So, I got a repeated experiment with two outcomes, i.e. a coin toss, but the probabilities might change every toss and are independent. Typically, they might come in sequences of the same probabilities and then change at some point.
So, what I want to do now is to apply a hypothesis test to find out if the results of, say, 1000 tosses align with the expected outcome. I.e. the null hypothesis would be that the coin has the probabilities $p_{1} = 0.5, p_2 = 0.6, p_3 = 0.4, ... , p_{1000} = 0.1$ for heads, with a significance level of 1%. And the alternative hypothesis that it is different.
This is trivial of course if the probability always stays the same but I really need some help here.

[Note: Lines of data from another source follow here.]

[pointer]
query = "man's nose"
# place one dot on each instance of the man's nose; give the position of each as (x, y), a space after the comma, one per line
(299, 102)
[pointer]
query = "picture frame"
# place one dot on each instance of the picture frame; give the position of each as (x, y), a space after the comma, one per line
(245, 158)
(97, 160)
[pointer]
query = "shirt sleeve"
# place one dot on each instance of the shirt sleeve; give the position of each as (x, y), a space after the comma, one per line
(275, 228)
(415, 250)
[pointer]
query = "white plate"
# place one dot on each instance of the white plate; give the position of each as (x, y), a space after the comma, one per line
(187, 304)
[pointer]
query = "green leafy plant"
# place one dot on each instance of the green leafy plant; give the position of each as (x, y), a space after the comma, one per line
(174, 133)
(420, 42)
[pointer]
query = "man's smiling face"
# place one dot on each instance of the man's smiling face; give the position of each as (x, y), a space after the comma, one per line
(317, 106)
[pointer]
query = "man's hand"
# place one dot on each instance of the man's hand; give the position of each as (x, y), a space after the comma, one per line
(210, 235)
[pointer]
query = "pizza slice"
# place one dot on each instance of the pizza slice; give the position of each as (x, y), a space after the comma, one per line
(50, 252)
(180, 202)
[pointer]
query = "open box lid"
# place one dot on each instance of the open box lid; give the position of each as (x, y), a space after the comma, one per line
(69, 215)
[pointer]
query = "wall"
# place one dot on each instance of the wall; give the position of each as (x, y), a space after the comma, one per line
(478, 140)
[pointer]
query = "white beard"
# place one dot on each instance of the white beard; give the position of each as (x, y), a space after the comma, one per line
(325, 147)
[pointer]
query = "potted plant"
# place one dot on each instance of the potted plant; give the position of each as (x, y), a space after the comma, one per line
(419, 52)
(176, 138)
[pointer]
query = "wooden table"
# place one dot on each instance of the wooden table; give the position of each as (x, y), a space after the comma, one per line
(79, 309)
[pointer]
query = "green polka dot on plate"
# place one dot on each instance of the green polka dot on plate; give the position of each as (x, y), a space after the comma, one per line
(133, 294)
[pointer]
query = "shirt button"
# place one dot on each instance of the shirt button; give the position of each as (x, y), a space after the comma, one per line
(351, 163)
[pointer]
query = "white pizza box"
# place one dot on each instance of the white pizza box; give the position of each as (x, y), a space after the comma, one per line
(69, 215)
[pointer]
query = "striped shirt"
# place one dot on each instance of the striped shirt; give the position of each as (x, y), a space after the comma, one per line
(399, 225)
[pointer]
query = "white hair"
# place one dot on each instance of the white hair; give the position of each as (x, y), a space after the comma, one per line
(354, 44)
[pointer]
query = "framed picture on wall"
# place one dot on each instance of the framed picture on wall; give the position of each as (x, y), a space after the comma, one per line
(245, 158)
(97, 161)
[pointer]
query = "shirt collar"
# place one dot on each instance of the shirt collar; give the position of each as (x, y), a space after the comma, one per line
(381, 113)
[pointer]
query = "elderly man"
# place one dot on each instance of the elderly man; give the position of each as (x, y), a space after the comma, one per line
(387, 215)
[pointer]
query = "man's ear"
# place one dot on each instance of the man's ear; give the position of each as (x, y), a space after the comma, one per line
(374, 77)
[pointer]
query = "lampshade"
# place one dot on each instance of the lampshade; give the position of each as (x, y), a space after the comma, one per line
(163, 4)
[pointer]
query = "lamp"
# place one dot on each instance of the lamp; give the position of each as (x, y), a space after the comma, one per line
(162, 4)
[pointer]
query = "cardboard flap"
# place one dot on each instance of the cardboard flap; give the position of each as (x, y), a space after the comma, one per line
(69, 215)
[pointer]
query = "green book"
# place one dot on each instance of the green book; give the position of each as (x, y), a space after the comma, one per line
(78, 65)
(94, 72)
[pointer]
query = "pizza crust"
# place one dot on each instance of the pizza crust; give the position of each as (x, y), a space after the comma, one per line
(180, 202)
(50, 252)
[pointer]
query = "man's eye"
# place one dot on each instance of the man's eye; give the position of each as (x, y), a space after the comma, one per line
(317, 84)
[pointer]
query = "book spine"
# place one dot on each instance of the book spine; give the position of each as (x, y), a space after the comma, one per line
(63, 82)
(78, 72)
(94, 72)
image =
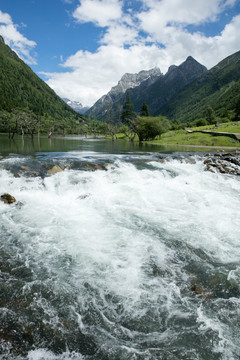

Here is an approach that I think will work, although you may need to adjust it depending on how your p's are distributed.
Divide the data into (say) 10 bins, based on the range of $p_i$: [0, .1], (.1, .2], (.2, .3], ... , (.9, 10].
For each bin, sum the $p_i$s for the points in that bin. That value is the expected number of heads for the bin.
For each bin, sum the number of heads for the points in the bin. That value is the observed number of heads.
Perform a chi-square goodness of fit test, comparing the observed with the expected values.
Obviously you can tweak this procedure, varying the number of bins or the sizes of the bins.